Tarnish the brand (How to do it)

  • Understand the brand
  • Identify key words to market
  • Knowledge of the competitor advantage/disadvantage
  • Intelligence profiles on the “keepers of the brand”
    • Face of the brand
    • Executives
    • Key personnel
    • Entire marketing/design team
  • Reverse engineering the “go to market”
  • Take over the “indicators of quality”
    • False issues (product misdirection)
    • Negative reviews
    • Use by non standard customers
    • False company response

Alter the product (How to do it)

  • Compare listing of products/services depending on the organization
  • Chain of command for product development or service integrity
  • Historical review of the products timeline

Attack the product (How to do it)

Company specific!

  • Software companies
    • Create bugs
    • Make backdoor (then tell the media)
    • Cause errors in function
    • Add hidden features!
    • Divert their code to your servers….
  • Hospitals
    • Change patient diagnosis
    • Attack HVAC and crank the heat
    • Disable critical alerts
    • Attack crash carts to disable on the fly care
    • Attack narcotic dispensing stations
    • Alter patient doses
  • Manufacturing plants
    • Alter the product line (make something different)
    • Change design specs
    • Speed up the line… overflow
    • Slow down the line… underflow (deadlines)
    • Add or remove the product features
    • Decrease quality
    • Break shit.. a lot

Attack the employees (How to do it)

  • Profile who they are (Nessus doesn’t tell you that!)
  • Find out where they live
  • Figure out what “dangers” they might have at the office
  • Figure out there daily routine then make a kidnapping profile
  • Use the company against them
    • Food?
    • Manufacturing equipment?
    • General Terrorism
    • Release the horde?
  • Kill their benefits
  • Reduce their pay
  • Change their accounts (amex DOS)

If you affect their employees, you affect their money!

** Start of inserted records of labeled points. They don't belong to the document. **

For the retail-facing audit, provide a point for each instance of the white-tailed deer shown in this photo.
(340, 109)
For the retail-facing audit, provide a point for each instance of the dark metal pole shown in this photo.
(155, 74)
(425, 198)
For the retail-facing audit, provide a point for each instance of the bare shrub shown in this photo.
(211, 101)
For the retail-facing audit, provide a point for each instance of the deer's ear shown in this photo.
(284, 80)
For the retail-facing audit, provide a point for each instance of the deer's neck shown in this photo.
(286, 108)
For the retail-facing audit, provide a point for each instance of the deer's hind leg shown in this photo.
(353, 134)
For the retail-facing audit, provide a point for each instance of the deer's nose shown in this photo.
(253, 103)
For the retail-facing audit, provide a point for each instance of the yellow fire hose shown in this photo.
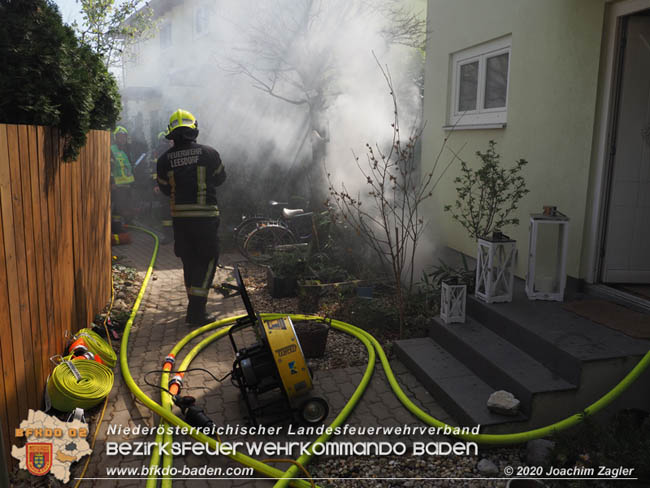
(373, 346)
(78, 384)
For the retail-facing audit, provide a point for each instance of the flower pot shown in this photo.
(280, 287)
(309, 296)
(312, 336)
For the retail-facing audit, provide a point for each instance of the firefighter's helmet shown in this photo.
(181, 118)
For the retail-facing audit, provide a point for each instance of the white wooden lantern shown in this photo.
(452, 303)
(547, 288)
(495, 269)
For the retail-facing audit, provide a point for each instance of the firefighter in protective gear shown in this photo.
(189, 173)
(121, 185)
(160, 207)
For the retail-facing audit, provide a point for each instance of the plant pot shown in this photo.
(280, 287)
(309, 297)
(312, 336)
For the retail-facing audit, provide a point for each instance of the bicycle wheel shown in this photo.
(245, 227)
(262, 241)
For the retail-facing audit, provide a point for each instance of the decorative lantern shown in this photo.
(547, 287)
(452, 302)
(495, 268)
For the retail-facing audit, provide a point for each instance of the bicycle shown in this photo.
(294, 227)
(249, 224)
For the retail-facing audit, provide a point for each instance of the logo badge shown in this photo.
(39, 458)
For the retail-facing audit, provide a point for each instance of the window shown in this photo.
(165, 35)
(479, 94)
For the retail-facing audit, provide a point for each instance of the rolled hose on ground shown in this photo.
(97, 345)
(67, 393)
(366, 338)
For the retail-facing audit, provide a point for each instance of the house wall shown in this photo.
(554, 65)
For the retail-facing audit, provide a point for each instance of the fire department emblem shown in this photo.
(39, 458)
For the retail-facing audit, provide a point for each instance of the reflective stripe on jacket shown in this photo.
(189, 174)
(120, 167)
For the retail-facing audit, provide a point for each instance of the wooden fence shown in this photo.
(55, 257)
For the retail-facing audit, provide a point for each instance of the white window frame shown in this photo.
(480, 117)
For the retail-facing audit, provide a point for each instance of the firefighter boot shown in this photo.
(167, 235)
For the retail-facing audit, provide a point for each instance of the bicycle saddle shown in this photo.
(289, 213)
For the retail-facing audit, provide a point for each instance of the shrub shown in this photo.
(50, 78)
(488, 196)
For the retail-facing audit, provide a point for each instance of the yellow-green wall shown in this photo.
(551, 106)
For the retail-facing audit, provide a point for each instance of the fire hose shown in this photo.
(374, 349)
(78, 384)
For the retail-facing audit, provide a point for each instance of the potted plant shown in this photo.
(286, 266)
(312, 335)
(309, 293)
(487, 199)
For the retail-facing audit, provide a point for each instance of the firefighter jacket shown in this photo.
(121, 171)
(189, 173)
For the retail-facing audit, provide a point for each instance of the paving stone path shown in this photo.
(159, 325)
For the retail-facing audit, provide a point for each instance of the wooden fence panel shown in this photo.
(55, 257)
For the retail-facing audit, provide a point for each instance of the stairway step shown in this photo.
(460, 392)
(495, 360)
(557, 338)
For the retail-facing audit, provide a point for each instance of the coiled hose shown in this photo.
(79, 384)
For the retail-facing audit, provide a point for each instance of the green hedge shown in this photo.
(49, 78)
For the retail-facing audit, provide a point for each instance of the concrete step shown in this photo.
(496, 361)
(559, 339)
(458, 390)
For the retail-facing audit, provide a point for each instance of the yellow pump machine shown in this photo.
(272, 374)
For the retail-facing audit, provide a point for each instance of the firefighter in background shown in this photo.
(189, 173)
(121, 186)
(162, 211)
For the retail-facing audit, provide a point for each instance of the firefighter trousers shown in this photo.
(197, 244)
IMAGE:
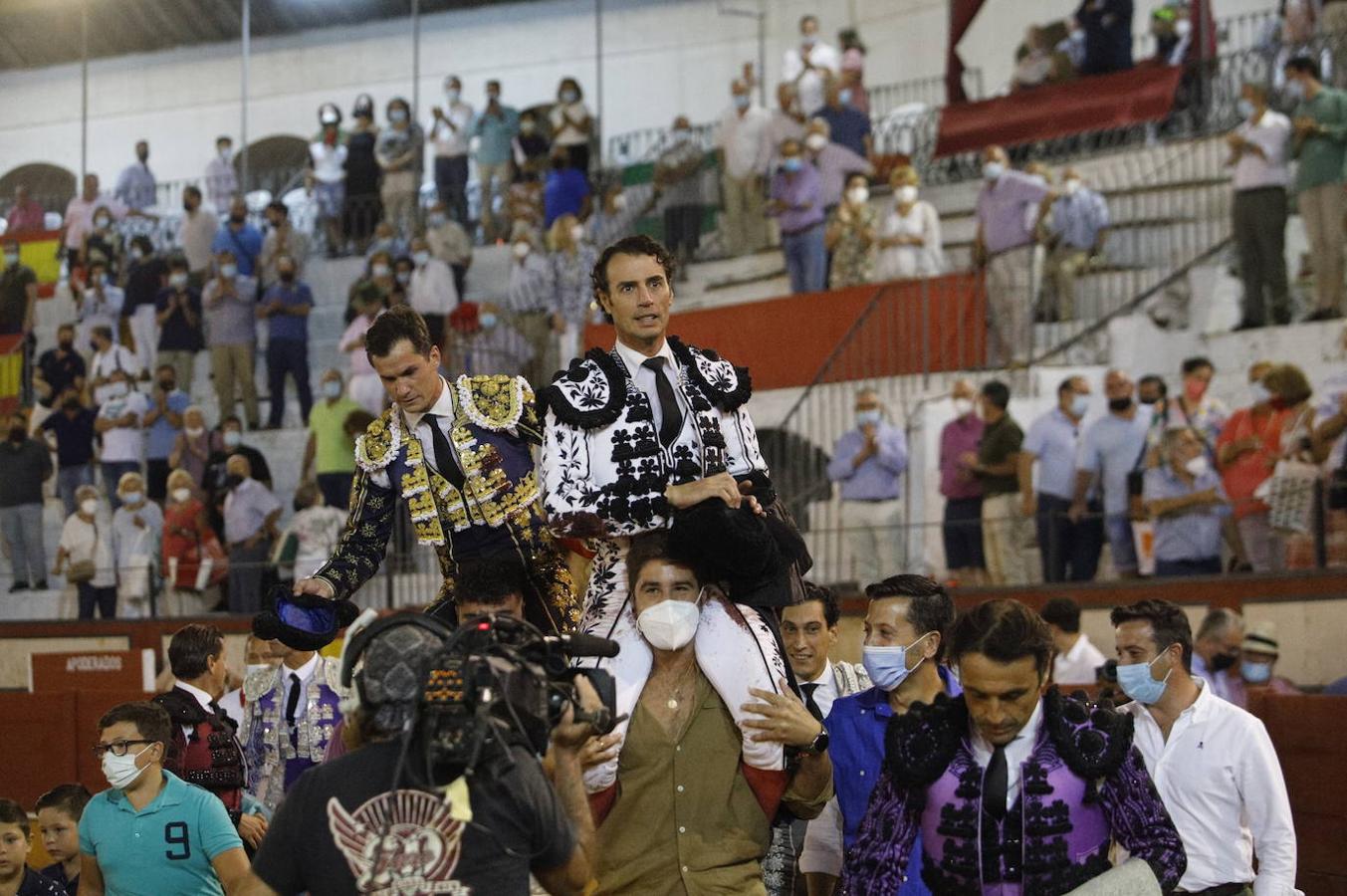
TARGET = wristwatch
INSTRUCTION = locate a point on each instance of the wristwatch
(819, 744)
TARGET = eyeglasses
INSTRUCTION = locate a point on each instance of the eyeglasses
(116, 748)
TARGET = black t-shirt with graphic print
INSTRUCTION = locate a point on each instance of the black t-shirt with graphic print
(327, 833)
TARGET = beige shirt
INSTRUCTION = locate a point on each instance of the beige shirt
(686, 819)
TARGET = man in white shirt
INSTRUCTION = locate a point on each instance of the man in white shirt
(809, 631)
(450, 130)
(1216, 650)
(1213, 763)
(431, 292)
(809, 65)
(1076, 658)
(1258, 153)
(741, 143)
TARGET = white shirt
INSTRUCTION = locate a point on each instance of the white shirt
(329, 162)
(827, 689)
(305, 673)
(1078, 664)
(1271, 135)
(1017, 752)
(809, 81)
(644, 378)
(1220, 778)
(431, 290)
(451, 141)
(124, 442)
(744, 140)
(202, 697)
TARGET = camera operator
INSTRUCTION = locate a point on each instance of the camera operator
(346, 827)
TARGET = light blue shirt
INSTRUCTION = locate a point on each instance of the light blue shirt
(496, 132)
(880, 476)
(1194, 535)
(162, 434)
(1110, 449)
(1055, 439)
(164, 847)
(1079, 217)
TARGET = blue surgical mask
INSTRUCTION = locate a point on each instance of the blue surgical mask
(1254, 673)
(1138, 685)
(888, 666)
(868, 418)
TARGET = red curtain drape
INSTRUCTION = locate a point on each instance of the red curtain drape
(962, 12)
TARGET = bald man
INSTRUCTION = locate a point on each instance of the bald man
(868, 462)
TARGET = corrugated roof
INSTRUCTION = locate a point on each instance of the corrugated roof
(43, 33)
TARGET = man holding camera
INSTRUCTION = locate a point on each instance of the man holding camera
(349, 827)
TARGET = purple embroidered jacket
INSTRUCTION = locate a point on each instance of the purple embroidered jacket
(1083, 788)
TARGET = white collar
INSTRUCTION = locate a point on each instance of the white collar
(633, 360)
(305, 671)
(202, 697)
(443, 407)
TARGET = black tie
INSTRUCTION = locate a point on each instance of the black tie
(293, 701)
(445, 461)
(808, 700)
(671, 418)
(995, 784)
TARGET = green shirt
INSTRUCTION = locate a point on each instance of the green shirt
(686, 820)
(335, 452)
(1321, 155)
(1000, 441)
(166, 847)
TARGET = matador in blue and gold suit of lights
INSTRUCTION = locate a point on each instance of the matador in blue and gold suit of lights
(488, 507)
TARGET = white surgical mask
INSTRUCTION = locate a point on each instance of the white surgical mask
(670, 624)
(121, 771)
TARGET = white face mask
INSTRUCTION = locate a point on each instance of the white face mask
(121, 771)
(670, 625)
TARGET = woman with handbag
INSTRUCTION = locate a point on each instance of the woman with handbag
(136, 530)
(193, 558)
(85, 552)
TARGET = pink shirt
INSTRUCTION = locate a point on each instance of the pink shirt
(960, 437)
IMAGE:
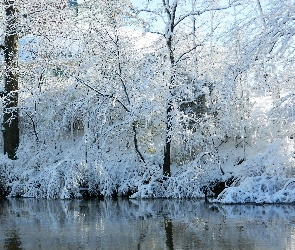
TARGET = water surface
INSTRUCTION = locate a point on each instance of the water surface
(143, 224)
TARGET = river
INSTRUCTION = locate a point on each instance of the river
(144, 224)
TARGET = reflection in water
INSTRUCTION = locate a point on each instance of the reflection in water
(169, 233)
(143, 224)
(13, 241)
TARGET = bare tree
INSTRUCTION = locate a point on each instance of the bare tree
(10, 47)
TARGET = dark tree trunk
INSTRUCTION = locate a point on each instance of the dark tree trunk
(10, 100)
(169, 108)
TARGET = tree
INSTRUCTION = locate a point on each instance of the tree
(174, 14)
(11, 74)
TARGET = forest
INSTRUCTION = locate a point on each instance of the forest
(148, 99)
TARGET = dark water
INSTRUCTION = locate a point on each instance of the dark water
(143, 224)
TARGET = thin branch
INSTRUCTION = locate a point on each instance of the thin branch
(198, 13)
(105, 95)
(185, 53)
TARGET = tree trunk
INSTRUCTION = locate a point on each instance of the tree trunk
(10, 100)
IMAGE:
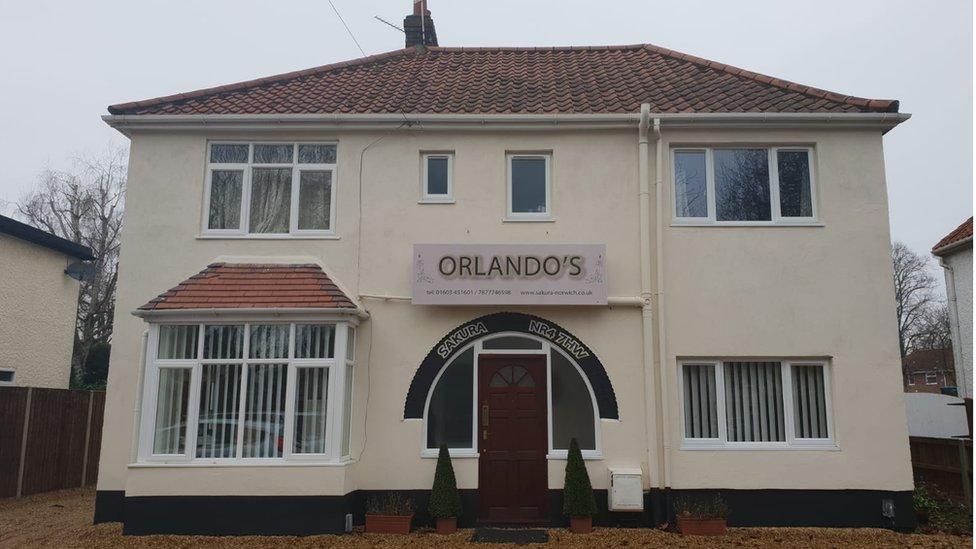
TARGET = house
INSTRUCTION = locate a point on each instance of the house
(955, 253)
(929, 371)
(39, 279)
(328, 274)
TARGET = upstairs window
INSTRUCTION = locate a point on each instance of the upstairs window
(747, 185)
(529, 187)
(437, 177)
(270, 189)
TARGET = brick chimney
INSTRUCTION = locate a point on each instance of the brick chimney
(419, 27)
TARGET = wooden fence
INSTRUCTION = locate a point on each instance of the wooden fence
(945, 463)
(49, 439)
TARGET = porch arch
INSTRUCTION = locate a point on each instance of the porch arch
(455, 341)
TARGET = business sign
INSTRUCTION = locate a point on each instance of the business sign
(509, 274)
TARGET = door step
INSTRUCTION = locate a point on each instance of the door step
(509, 535)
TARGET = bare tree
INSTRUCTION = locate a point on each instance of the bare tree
(914, 287)
(85, 205)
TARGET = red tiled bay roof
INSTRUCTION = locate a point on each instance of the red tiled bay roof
(958, 234)
(603, 79)
(254, 286)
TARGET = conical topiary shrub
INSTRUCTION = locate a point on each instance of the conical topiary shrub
(578, 501)
(445, 500)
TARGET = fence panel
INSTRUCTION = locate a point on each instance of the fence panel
(61, 446)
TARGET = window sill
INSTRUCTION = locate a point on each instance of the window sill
(232, 464)
(267, 237)
(747, 224)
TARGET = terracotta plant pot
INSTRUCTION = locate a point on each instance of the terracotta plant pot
(447, 526)
(388, 524)
(581, 525)
(701, 527)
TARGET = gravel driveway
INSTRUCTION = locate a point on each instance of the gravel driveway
(63, 519)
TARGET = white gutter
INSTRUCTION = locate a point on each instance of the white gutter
(137, 407)
(267, 311)
(353, 122)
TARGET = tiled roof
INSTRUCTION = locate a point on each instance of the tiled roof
(957, 235)
(604, 79)
(928, 360)
(254, 286)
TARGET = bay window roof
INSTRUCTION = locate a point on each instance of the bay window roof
(254, 286)
(555, 80)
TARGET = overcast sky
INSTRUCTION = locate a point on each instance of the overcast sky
(63, 62)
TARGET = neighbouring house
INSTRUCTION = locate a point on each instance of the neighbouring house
(39, 284)
(327, 274)
(955, 253)
(929, 371)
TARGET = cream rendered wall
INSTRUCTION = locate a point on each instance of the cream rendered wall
(778, 291)
(38, 303)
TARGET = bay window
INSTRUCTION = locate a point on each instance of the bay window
(755, 404)
(743, 185)
(270, 189)
(252, 392)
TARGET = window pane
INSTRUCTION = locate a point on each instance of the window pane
(171, 405)
(270, 200)
(225, 199)
(316, 154)
(572, 407)
(529, 185)
(449, 415)
(689, 184)
(177, 342)
(311, 399)
(314, 340)
(436, 175)
(223, 341)
(217, 425)
(264, 416)
(701, 411)
(347, 411)
(754, 402)
(228, 154)
(270, 341)
(511, 342)
(794, 184)
(809, 405)
(742, 185)
(273, 154)
(315, 200)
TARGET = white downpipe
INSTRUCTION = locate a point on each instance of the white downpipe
(137, 409)
(647, 314)
(663, 362)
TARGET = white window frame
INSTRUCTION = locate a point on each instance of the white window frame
(433, 198)
(334, 407)
(791, 442)
(244, 229)
(776, 217)
(528, 216)
(472, 451)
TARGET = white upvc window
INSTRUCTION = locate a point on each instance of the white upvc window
(437, 177)
(248, 392)
(755, 404)
(270, 189)
(529, 187)
(743, 185)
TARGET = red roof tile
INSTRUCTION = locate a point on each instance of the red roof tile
(958, 234)
(604, 79)
(236, 286)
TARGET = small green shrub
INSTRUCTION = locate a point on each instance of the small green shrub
(445, 501)
(578, 499)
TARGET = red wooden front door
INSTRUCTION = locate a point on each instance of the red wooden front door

Directly affect the bottom line (What you will need)

  • Understand how they really make their $$$
  • Identify systems that generate income
  • Do they take credit cards?
  • Do they have cash?

No you know, go and take the money.

SQLi I can see your tables == Ineffective

SQLi I can see your tables to I made a new account and transferred all your money to == OMG!

What can we take away from this

  • Shell doesn’t do anything
  • Speak their language
  • Remove the white/black hat and do the work!
  • Stop trying trying to rationalize why you are right… and change the game!

We are not communication business impact… we are the ones that are ruining the world! It’s on us to fix it.